# pcb offshore charter



## kentuckychuck (Jun 3, 2016)

I am looking for a good recommendation of someone to fish offshore with in panama city during month of June.  I am planning a two day off shore trip.  I fished there a few years back with Keith Wilson of the Long shot they were great but I can seem to find them.  Anyone know of someone that is good to go with,  Thanks Chuck Stephens


----------



## jeremyledford (Jun 3, 2016)

Capt Mickey with reel addiction charters is the man. He's got a state and federal boat. Problem you're going to run into is snapper season and captains being full.

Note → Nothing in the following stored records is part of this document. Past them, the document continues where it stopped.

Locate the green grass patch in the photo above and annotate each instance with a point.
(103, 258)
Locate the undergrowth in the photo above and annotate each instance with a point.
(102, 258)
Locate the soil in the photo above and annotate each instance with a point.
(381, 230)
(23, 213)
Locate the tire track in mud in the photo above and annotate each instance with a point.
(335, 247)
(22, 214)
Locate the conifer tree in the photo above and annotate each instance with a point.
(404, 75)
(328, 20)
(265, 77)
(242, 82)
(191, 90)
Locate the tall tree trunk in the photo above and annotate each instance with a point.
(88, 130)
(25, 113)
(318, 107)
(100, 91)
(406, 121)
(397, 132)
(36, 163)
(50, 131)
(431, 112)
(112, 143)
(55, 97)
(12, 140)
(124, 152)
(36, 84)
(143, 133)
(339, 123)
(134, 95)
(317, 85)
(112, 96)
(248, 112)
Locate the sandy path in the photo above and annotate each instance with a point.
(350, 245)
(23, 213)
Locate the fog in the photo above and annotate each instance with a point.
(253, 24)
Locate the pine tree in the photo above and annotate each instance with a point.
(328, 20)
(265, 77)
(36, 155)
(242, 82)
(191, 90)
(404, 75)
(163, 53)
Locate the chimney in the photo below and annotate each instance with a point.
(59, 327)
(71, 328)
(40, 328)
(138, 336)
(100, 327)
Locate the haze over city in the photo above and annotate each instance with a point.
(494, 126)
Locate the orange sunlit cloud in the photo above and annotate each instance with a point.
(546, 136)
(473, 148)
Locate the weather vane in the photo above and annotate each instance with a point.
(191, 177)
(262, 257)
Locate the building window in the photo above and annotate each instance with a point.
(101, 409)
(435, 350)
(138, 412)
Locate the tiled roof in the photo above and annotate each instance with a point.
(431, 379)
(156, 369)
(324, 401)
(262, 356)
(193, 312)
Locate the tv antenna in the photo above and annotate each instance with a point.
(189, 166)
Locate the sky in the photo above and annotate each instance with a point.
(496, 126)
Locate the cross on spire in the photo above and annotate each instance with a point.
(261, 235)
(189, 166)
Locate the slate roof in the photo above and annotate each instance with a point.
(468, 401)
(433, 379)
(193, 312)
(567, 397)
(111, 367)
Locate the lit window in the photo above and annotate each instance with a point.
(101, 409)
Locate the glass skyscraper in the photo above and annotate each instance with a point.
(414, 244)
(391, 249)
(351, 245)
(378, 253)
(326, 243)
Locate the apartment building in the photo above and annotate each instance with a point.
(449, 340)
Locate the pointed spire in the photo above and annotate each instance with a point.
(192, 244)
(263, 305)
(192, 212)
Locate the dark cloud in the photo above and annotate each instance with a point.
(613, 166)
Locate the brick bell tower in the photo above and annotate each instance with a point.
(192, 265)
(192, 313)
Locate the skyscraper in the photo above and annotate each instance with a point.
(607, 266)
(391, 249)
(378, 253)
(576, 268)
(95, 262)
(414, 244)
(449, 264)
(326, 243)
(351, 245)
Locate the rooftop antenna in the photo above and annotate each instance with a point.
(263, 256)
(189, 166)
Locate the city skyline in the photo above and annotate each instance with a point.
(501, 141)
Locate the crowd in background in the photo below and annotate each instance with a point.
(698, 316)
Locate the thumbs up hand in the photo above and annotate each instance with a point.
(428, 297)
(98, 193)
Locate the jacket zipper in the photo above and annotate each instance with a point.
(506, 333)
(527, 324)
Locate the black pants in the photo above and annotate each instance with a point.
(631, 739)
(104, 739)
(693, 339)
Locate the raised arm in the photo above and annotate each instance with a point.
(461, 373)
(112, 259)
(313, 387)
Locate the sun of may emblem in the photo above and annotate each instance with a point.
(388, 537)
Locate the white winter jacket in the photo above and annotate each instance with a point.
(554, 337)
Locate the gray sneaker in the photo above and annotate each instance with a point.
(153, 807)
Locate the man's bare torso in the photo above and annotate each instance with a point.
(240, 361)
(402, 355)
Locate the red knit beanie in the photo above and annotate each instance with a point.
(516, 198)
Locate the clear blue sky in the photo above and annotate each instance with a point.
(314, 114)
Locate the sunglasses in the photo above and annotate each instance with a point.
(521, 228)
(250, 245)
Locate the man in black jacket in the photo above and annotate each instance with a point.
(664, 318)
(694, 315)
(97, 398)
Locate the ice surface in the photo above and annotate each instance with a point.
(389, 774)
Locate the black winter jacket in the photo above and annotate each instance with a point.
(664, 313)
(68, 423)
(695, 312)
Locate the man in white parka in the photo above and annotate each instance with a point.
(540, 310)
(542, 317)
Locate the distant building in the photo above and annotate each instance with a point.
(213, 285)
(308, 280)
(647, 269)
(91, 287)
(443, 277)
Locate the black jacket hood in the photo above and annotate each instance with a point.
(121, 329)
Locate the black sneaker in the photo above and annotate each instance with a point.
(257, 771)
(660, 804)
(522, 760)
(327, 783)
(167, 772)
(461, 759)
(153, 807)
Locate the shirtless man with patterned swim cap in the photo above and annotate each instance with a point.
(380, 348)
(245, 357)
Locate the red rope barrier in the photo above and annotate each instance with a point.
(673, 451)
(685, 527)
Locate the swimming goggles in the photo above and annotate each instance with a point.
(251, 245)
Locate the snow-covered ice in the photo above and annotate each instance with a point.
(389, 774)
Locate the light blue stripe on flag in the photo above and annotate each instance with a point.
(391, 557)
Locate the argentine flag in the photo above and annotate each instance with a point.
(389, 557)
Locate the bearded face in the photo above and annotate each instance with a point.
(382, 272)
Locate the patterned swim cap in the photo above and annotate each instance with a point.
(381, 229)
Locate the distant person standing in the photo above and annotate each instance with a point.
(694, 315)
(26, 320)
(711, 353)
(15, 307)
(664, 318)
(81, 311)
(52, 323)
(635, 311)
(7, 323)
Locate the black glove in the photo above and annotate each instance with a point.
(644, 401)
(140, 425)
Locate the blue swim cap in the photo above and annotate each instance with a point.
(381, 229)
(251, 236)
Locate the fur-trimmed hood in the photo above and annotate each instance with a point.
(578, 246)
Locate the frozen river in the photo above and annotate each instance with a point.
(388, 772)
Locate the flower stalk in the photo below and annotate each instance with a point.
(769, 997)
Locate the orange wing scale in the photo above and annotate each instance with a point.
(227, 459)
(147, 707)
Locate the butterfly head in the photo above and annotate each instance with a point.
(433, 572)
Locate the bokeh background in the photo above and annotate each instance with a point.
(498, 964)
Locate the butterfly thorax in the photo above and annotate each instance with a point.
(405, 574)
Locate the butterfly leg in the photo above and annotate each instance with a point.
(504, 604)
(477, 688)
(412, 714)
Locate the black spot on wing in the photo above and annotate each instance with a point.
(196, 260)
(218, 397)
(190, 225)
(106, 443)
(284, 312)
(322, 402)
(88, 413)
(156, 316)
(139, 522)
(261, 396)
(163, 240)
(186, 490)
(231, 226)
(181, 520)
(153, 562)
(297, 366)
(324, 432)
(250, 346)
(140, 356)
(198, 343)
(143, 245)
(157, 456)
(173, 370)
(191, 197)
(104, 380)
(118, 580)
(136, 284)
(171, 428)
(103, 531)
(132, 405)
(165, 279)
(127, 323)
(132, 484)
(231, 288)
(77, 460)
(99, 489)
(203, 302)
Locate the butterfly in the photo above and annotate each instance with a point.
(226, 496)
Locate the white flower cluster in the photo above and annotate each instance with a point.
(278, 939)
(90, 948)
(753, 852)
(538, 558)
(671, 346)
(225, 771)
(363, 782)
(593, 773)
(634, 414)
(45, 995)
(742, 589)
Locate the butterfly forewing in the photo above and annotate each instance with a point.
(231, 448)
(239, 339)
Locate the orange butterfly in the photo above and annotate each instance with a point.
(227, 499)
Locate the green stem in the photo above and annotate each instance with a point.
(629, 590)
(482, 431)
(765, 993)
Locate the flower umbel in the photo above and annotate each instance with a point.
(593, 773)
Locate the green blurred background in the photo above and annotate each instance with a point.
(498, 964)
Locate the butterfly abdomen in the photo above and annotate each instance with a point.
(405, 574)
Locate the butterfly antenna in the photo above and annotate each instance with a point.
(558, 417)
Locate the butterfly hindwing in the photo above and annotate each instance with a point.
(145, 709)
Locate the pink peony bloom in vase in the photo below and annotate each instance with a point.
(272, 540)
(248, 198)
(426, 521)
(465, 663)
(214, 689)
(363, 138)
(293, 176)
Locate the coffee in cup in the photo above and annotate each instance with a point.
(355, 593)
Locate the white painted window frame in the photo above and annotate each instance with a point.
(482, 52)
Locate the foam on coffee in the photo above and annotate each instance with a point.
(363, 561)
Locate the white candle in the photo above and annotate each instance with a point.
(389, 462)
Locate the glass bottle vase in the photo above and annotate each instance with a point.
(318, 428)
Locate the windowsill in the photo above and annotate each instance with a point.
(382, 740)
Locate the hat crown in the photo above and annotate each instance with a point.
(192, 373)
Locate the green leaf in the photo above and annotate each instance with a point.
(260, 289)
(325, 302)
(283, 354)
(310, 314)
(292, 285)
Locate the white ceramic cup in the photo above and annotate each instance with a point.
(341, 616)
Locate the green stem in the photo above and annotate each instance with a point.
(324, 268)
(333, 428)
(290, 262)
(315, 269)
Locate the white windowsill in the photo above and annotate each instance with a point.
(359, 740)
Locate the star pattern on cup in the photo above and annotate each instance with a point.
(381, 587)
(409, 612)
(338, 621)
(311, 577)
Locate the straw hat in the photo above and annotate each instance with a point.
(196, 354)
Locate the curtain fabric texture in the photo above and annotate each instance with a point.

I'm pretty certain June is full but I think he has some days of snapper season left that first week of July. I'm booked the 5th with him on a 12 hr.  
Look him up on Facebook if you have access. He loads the boat pretty well.


----------



## kentuckychuck (Jun 3, 2016)

thanks Jeremy I will definitely look him up


----------



## blood on the ground (Jun 3, 2016)

I forget the captain's name but the charter was called Makin Memories. My son and I used them last June and had a blast! Caught lots of grouper and snapper!


----------



## one_shot (Jun 3, 2016)

Makin Memories I’ve have been on that boat 3 times. Capt. Leveral Raffield knows how to fish! Caught a bunch of snapper and grouper!

http://enjoypcb.com/our-boats/


----------



## jasper181 (Jun 17, 2016)

Mark Kelley


----------



## tommy jacobs (Jun 28, 2016)

I always go with Kelly Girl, Lady Kelly, or Miss Kelly, have the Lady Kelly booked for July 8th & 9th, Mark Kelly is a Great Captain, nice boat, nice people !


----------